Many millennia from now, will human beings still be wearing cloth masks? The voice from the future never specifies, but apparently, we evolved to have telescopic eyeballs on the top of our heads. Mankind survived several extinction-level events, but fate will eventually catch up with us on the plains of Neptune in the late composer Johann Johannsson’s unlikely but spiritually-faithful adaptation of Olaf Stapledon’s Last and First Men, which is now screening at the Metrograph.
We are hearing a communication from the far, far future. They want something from us in the past, but it is not to recruit us to fight aliens, as in The Tomorrow War. Unfortunately, it will be solar events and cosmic gaseous bodies that spell mankind’s demise, but they are resigned to it at this point. Their business is more philosophical.
This is why Stapledon was always considered so unadaptable. His best-known novels were not about ray-guns and rocket-ships, but rather the rise and fall of galactic civilizations and species. Although Johannsson and co-writer Jose Enrique Macain incorporate a mere fraction of his text into Tilda Swinton’s anesthetizing voice-overs, they faithfully convey the vibe and sweep of his work.

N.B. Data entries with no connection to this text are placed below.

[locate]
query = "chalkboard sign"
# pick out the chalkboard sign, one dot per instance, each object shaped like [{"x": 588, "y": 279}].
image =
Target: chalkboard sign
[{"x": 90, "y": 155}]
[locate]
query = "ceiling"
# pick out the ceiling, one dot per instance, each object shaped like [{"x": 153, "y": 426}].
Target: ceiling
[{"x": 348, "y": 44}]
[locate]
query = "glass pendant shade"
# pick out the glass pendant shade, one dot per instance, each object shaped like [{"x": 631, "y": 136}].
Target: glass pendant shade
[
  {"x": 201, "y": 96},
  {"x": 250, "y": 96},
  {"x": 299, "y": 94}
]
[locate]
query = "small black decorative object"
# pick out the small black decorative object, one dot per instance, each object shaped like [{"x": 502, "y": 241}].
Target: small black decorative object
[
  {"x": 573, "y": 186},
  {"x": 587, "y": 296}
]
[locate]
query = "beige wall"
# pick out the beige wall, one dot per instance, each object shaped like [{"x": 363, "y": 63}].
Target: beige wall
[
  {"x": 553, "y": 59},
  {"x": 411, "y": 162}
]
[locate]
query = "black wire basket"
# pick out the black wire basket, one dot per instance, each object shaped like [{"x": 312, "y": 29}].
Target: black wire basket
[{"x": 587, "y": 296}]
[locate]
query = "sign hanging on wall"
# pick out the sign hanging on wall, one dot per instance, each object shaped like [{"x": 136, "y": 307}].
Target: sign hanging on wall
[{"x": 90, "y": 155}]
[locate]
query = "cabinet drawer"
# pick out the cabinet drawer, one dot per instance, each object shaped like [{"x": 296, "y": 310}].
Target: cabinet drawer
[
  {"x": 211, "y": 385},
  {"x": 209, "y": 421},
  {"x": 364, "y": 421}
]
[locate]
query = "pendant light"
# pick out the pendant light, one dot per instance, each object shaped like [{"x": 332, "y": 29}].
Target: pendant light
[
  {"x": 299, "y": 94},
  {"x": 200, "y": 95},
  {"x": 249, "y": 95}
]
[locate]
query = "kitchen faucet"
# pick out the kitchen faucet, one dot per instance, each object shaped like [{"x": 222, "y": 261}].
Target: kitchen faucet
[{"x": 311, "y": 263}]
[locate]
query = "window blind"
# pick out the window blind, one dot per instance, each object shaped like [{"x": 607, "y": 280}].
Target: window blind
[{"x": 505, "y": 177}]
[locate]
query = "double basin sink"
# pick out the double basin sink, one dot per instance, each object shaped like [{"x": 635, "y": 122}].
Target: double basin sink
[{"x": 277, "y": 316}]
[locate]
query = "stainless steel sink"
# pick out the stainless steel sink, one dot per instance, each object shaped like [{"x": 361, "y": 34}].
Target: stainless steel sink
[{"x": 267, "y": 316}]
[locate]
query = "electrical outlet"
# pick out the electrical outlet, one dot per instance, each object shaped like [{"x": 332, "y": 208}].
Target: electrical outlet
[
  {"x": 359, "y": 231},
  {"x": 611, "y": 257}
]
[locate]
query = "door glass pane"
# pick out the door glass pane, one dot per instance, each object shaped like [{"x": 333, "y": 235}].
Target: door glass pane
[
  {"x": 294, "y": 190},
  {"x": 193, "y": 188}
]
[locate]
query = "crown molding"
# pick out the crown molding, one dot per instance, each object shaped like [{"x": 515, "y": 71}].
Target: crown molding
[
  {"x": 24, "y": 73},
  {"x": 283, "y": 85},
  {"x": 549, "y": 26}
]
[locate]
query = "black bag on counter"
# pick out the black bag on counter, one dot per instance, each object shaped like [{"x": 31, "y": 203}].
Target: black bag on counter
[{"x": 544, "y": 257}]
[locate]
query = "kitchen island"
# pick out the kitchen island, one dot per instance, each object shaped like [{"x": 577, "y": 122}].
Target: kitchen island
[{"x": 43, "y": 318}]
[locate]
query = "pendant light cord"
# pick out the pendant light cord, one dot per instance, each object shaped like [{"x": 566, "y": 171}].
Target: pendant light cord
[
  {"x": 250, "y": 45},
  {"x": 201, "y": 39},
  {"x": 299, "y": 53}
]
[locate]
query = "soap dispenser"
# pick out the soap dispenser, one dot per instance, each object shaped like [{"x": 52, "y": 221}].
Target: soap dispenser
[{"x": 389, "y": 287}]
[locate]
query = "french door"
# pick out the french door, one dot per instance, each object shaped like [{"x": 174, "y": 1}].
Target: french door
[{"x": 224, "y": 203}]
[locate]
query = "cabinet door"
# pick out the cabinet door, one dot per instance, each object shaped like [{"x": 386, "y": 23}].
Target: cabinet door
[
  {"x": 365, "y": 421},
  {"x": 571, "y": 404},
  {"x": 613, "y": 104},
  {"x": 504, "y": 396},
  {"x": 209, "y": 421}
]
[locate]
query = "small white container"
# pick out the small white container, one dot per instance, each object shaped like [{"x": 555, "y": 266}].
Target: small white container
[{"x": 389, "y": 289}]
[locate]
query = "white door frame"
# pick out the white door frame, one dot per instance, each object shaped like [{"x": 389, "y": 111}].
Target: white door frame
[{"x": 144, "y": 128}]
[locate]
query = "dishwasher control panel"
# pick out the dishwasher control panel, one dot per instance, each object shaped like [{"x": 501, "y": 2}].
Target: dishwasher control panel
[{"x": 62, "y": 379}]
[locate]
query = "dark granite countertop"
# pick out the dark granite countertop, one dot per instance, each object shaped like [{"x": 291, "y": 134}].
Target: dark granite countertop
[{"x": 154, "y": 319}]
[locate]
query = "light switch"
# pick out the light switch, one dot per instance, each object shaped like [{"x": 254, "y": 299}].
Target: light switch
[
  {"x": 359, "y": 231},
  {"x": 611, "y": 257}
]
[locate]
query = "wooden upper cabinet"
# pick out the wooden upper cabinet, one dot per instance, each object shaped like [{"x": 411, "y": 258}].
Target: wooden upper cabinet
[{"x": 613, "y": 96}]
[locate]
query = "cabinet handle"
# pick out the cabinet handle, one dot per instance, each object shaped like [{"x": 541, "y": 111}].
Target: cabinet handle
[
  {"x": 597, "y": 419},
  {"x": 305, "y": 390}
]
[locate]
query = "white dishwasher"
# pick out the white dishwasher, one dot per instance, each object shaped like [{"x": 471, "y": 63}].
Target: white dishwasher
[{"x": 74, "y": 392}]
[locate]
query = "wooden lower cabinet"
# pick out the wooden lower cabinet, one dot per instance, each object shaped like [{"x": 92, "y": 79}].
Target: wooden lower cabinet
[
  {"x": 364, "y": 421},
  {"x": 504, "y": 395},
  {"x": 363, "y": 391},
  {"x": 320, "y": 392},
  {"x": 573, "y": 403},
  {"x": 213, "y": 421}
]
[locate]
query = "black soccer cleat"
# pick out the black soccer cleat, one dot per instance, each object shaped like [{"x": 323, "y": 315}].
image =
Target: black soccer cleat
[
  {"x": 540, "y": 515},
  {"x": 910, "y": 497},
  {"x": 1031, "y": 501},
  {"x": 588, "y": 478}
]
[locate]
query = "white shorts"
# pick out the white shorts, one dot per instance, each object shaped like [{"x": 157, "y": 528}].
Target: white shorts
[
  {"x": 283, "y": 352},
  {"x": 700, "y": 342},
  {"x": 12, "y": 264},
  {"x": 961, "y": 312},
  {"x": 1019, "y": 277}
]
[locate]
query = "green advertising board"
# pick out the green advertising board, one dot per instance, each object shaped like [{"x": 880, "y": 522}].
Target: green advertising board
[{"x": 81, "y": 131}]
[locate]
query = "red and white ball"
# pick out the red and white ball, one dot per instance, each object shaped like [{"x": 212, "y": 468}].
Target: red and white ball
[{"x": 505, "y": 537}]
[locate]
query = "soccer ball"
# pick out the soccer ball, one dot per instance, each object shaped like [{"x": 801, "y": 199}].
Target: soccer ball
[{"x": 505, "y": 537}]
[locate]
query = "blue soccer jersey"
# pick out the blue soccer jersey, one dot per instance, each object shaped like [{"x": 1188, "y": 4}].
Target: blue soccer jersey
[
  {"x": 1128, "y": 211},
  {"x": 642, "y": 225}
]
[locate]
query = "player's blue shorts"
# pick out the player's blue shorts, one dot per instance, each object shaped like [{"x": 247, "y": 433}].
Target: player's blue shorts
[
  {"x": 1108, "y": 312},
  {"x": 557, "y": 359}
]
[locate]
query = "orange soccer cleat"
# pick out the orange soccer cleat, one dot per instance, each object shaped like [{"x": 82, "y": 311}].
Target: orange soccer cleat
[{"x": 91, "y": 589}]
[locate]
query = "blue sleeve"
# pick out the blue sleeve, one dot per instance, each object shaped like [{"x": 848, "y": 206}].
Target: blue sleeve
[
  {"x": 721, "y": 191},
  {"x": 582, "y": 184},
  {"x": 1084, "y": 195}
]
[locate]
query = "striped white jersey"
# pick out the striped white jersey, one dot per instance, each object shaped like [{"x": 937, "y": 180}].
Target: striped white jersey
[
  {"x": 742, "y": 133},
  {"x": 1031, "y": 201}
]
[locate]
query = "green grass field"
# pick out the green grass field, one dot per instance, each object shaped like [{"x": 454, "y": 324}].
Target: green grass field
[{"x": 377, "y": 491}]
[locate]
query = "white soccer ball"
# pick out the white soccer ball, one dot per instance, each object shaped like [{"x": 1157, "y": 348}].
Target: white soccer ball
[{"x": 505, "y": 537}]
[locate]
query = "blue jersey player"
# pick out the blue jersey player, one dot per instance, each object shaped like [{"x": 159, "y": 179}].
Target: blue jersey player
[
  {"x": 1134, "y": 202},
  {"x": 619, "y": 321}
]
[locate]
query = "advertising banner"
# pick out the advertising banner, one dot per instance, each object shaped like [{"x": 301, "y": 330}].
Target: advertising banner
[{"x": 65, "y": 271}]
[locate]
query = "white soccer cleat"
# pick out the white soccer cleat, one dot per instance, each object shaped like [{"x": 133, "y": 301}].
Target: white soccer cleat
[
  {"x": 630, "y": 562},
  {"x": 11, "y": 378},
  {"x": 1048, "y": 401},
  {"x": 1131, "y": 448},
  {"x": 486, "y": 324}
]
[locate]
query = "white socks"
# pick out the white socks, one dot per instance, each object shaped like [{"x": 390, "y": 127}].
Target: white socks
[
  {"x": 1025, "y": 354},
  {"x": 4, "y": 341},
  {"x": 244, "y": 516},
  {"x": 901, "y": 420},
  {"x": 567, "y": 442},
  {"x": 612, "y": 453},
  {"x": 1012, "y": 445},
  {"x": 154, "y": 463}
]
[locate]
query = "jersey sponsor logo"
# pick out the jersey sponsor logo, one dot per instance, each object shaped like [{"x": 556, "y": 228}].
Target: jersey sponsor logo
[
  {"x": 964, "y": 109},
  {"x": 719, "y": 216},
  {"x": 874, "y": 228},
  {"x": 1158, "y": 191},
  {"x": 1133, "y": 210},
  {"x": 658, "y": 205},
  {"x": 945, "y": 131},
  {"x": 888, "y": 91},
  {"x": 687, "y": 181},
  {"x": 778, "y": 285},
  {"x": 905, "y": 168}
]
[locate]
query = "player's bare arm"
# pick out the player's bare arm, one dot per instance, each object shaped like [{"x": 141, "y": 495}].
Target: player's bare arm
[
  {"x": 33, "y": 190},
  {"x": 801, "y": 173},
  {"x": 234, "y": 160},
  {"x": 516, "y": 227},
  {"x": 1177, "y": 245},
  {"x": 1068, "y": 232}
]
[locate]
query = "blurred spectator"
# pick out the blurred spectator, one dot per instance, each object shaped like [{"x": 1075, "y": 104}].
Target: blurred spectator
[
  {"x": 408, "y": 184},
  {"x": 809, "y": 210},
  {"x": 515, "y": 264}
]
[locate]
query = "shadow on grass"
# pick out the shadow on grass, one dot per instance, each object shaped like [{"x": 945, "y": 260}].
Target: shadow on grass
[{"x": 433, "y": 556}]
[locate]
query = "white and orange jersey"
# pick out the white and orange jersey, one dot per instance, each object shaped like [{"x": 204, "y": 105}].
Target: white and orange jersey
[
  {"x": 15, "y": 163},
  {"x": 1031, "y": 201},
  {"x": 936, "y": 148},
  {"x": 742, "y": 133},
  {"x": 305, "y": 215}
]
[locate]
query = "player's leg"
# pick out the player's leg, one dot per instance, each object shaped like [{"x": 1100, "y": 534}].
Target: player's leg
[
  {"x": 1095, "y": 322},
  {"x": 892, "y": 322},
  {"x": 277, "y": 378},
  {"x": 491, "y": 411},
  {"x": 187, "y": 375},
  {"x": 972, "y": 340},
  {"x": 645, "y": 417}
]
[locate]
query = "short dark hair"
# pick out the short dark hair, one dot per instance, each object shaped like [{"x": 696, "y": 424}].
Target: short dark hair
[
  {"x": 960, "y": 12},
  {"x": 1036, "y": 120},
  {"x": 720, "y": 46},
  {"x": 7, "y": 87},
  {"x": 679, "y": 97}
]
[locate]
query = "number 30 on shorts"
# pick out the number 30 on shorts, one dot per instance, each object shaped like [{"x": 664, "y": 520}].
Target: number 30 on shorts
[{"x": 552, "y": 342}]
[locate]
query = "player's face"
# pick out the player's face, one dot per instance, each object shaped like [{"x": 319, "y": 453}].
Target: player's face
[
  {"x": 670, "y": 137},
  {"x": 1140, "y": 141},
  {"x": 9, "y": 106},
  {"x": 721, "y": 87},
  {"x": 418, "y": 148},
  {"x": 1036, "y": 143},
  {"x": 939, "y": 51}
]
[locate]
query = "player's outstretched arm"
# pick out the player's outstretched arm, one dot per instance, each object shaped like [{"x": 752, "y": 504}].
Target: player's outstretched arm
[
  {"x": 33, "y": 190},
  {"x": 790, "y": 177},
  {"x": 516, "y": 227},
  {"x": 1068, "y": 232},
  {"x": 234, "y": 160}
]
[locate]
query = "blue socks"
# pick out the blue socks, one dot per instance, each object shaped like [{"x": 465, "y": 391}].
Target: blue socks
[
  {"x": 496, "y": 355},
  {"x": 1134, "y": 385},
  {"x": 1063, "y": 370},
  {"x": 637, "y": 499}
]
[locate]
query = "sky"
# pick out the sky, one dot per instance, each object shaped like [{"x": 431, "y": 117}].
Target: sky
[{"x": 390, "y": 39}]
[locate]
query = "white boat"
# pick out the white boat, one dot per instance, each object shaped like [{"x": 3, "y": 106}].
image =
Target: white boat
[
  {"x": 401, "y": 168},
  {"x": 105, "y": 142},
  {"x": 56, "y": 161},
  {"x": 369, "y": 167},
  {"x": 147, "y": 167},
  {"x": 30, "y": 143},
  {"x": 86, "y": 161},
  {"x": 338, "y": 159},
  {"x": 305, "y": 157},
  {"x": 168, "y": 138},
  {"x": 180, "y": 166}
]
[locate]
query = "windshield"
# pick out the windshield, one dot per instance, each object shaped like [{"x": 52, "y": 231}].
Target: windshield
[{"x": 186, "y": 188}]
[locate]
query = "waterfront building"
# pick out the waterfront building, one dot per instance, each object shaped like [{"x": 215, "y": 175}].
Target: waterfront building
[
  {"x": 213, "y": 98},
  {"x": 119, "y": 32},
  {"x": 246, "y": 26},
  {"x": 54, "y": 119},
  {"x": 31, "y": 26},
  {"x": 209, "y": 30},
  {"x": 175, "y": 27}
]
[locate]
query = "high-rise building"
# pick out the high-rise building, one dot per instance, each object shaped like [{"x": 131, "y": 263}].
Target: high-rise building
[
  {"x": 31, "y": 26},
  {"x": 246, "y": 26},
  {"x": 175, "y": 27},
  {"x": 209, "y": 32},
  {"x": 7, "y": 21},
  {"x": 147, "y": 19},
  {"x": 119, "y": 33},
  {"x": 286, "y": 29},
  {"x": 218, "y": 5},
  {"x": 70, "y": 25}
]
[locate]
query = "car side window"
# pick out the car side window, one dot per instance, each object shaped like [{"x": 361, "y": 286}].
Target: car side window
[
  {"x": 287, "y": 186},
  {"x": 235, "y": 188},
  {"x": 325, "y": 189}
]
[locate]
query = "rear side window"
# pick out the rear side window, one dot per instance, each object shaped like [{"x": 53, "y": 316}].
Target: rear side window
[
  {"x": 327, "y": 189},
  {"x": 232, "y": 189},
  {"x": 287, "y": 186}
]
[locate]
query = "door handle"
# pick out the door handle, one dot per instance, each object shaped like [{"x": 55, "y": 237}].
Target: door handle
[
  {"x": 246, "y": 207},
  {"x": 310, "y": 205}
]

To accompany these grand and sometimes dire descriptions of future humanity, Johannsson films the imposing and often crumbling Brutalist monuments of the former Yugoslavia. These de-humanized vistas are lensed in starkly glorious black-and-white by cinematographer Sturla Brandth Grovlen. Some of them even look akin the statuary of Easter Island and the neo-primitivist masonry designed by Burle-Marx.
There is a narrative of sorts to Last and First, but no characters per se. Yet, there is plenty to intrigue the curious mind, like the development of “navigators,” a “hardy” folk, who prefer to travel space beyond the range of future man’s hive-mind telepathy. So, there will still be Red-Staters thousands of millions of years from now.
Visually, Last and First is an arresting spectacle and the music composed by Johannsson and Yair Elazar Glotman is suitably eerie and other-worldly sounding. (Sigur Ros fans should definitely dig it.) Ironically, the film also shows why so many sf fans probably never brought themselves to dig into the Stapledon novels they might have on their shelves. At seventy-one minutes, Johannsson’s film is quite manageable, but the prospect of plowing through over 300 pages without characters or dialogue and very few proper names to speak of, is a somewhat daunting prospect.
If you are intrigued by the idea of Stapledon, Johannsson gave us an accessible entryway into his vision of future-history. Granted, “accessible” is a relative term here. Yet, for fans of experimental film (very much in the tradition of Ben Rivers’ Slow Action) and ethereal music, the film’s artistry and ambition are impressive. It is now playing in New York at the Metrograph.